Most Gloucester residents are familiar with the county’s long history of daffodil-growing. At one time, Gloucester daffodils were well-known across the United States, and we are still pretty famous for the lovely blooms that herald the entrance of springtime.

I haven’t written a column about daffodils for several years, but this is the time to think about fall bulb planting, so a refresher course for daffodil veterans and some basic information for novices seems like a good topic for this week.

Narcissus is the formal name for all species of daffodils. These lovely, mostly spring-blooming perennial bulbs are native to Southern Europe and North Africa, but today are planted in gardens around the globe. According to the American Daffodil Society website, between 40 to 200 species, subspecies, and varieties exist, assigned to 13 official divisions, so perfect daffodils exist for every gardener’s taste.

Always select healthy bulbs from a reputable grower or other source. Look for firm bulbs without soft spots or signs of basal rot. Keep bulbs in a cool, dry place (60° to 65°F.) until planting.

In Coastal Virginia, the best daffodil planting time is mid to late November when the soil temperature reaches below 55°-60°F., but in recent years, prolonged warm weather has caused us to put off planting until Thanksgiving and even December. Daffodil bulbs need the cooler temperatures to grow strong, deep roots. When the weather stays warm, bulbs will begin to sprout leaves instead of putting down roots. You may notice tiny green leaves poking up in your daffodil beds now.

Daffodils require a minimum of 5 to 6 hours of full sun each day and rich, well-drained, slightly acidic (pH 6-7) soil. Since soil on the Middle Peninsula tends to be a combination of sandy and clayey, one to two inches of organic matter should be mixed into the soil. The American Daffodil Society (ADS) recommends turning over the soil to a depth of 12 inches. Well-rotted chicken, horse, or cow manure and finely ground leaf compost are good soil amendments; never add fresh manure.

You don’t need to fertilize the first year, but if you decide to add fertilizer, use a 5-10-10 (N-P-K) fertilizer during soil preparation at a rate of ¼ cup per square foot. Work the fertilizer into the soil below the planting depth to avoid burning the bulbs. Plant the bulbs with the pointy end up at a depth of 2½ to 3 times the bulb’s diameter and about 6 inches apart. Leave baby bulbs attached to the “mother.”

Newly planted daffodil bulbs need plenty of water, but poor drainage will cause the bulbs to rot. Irrigate at a rate of ½ to 1 inch of water each week throughout the blooming season. In summer, the dormant bulbs do not require water. Mulch is essential to keep bulbs cool and moist during the summer and to discourage weeds. Pine bark, pine straw, and finely-ground hardwood mulch make excellent covers for daffodil beds.

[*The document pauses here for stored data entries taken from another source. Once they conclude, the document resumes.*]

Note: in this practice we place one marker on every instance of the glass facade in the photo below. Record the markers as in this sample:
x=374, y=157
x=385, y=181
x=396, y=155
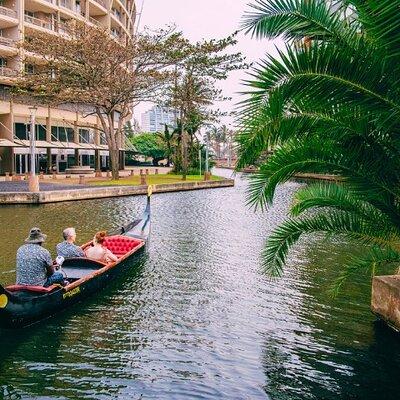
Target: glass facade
x=62, y=134
x=22, y=130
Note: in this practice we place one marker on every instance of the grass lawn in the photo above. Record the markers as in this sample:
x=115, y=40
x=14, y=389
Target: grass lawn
x=151, y=180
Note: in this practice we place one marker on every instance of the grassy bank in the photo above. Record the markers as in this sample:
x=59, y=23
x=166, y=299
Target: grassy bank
x=151, y=180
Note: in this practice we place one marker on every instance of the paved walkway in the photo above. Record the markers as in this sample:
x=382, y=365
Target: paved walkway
x=22, y=186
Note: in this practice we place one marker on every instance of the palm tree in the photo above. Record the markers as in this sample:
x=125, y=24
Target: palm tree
x=329, y=103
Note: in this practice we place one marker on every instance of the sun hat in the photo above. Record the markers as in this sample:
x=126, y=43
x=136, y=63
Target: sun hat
x=35, y=236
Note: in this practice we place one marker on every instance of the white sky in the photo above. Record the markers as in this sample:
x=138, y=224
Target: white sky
x=206, y=19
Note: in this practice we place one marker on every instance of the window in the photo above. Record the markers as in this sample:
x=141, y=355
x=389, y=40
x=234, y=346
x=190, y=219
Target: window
x=22, y=131
x=62, y=134
x=40, y=132
x=84, y=136
x=29, y=69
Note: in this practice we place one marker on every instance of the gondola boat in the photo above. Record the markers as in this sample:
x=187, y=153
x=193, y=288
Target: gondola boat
x=22, y=305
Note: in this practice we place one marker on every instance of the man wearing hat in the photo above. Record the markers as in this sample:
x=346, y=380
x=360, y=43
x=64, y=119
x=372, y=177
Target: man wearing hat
x=34, y=263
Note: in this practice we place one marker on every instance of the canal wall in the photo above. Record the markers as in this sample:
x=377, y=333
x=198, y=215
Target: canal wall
x=385, y=299
x=106, y=191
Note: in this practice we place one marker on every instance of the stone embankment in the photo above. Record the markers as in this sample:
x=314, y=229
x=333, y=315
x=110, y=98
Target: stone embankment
x=385, y=300
x=53, y=196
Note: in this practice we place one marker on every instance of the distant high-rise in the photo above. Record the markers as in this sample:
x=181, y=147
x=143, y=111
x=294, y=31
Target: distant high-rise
x=155, y=119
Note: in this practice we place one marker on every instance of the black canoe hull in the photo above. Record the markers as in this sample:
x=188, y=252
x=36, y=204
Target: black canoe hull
x=25, y=308
x=19, y=314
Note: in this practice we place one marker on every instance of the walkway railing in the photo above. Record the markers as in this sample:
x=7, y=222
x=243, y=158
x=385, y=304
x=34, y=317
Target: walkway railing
x=101, y=2
x=38, y=22
x=94, y=21
x=5, y=71
x=8, y=12
x=6, y=41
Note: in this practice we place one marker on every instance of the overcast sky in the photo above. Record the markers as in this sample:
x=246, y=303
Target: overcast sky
x=206, y=19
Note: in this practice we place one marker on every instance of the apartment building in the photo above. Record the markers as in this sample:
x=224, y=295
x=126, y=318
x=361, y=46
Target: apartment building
x=155, y=119
x=64, y=136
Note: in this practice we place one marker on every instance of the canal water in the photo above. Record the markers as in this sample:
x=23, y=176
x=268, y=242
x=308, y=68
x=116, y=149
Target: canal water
x=196, y=318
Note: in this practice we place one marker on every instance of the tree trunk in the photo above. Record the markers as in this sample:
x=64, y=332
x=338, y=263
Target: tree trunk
x=114, y=161
x=183, y=149
x=184, y=155
x=112, y=142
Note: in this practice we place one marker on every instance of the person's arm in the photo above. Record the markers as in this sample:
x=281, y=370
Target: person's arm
x=80, y=252
x=111, y=256
x=49, y=264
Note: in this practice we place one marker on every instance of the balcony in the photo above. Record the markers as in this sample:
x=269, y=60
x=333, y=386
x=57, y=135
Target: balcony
x=101, y=2
x=6, y=41
x=66, y=4
x=9, y=72
x=116, y=14
x=95, y=21
x=38, y=22
x=63, y=28
x=8, y=12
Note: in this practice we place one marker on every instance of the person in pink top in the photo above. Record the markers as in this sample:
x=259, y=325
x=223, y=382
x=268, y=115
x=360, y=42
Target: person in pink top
x=98, y=251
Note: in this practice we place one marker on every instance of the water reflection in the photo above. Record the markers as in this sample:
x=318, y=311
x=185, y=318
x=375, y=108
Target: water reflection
x=197, y=319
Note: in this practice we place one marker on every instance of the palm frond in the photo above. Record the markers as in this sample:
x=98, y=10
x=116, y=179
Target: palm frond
x=296, y=19
x=342, y=223
x=336, y=196
x=362, y=173
x=380, y=22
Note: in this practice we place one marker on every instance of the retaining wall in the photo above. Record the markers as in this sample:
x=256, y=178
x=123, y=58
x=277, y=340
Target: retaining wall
x=105, y=191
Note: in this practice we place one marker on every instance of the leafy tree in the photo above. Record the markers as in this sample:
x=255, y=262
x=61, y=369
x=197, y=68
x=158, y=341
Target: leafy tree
x=168, y=138
x=193, y=90
x=150, y=145
x=329, y=104
x=89, y=67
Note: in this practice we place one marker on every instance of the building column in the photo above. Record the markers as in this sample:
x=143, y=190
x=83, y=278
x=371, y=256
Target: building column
x=76, y=141
x=7, y=160
x=97, y=160
x=122, y=160
x=77, y=163
x=49, y=162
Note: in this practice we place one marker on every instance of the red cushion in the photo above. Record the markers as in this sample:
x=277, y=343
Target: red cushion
x=120, y=245
x=30, y=288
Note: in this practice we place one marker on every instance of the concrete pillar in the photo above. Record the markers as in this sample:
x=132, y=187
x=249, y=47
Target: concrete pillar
x=385, y=299
x=48, y=126
x=7, y=160
x=97, y=164
x=77, y=163
x=122, y=160
x=207, y=176
x=49, y=165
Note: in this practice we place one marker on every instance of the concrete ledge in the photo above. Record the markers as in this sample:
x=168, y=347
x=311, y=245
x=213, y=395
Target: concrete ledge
x=385, y=300
x=105, y=191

After daffodils bloom, leave the foliage in place until it turns brown. Don’t tie it up or braid it into fanciful designs. The green foliage provides nutrition to the bulb for the next flowering season. If you mow the leaves, you will have few blooms next spring.

Dig up and separate bulbs every 3 to 5 years to insure full blooming capacity, or do like me, and promise yourself to dig them up, then find something else to do that is more pressing.

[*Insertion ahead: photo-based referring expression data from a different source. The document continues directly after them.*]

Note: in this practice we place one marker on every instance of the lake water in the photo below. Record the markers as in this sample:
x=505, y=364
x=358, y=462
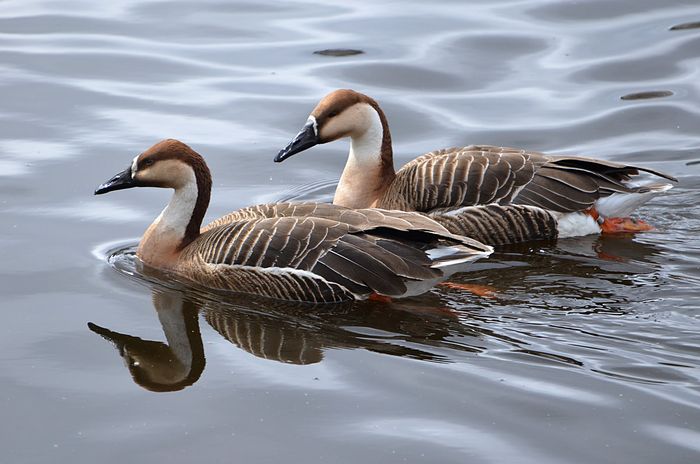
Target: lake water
x=588, y=352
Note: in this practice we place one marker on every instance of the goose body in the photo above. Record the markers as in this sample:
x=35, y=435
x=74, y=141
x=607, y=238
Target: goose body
x=529, y=195
x=314, y=253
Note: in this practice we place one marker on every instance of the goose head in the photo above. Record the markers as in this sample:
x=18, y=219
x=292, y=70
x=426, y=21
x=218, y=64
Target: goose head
x=342, y=113
x=169, y=164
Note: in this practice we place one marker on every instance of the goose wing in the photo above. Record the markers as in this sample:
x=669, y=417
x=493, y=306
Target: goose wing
x=465, y=176
x=568, y=183
x=357, y=219
x=479, y=175
x=320, y=260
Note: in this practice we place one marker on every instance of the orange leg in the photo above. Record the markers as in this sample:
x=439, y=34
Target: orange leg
x=485, y=291
x=619, y=225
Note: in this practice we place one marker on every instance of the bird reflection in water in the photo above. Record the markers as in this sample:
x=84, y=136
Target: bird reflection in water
x=278, y=331
x=588, y=275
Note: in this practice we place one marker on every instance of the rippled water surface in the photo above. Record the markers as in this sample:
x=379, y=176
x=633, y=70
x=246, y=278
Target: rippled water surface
x=587, y=352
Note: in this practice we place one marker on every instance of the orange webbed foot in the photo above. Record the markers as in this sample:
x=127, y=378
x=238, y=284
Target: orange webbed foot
x=624, y=226
x=485, y=291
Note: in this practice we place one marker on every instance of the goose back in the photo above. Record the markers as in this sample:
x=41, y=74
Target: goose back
x=499, y=224
x=480, y=175
x=316, y=259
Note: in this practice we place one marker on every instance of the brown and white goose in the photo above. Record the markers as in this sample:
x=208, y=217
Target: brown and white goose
x=529, y=195
x=308, y=253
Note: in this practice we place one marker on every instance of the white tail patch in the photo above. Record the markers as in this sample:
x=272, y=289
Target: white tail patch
x=446, y=258
x=623, y=204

Most daffodils contain some level of chemical toxicity to humans, cats, dogs, and horses. Dermatitis, respiratory difficulty, and gastrointestinal upset are the most common symptoms. Wear gloves when handling the bulbs, leaves, and flowers, and supervise children and pets in the garden. The good news is that most pests like mice, voles, and squirrels will leave the plants alone.

Daffodil gardeners often say that daffodils “thrive on benign neglect.” Give them sunlight, water, and good drainage, and they will reward you for many years.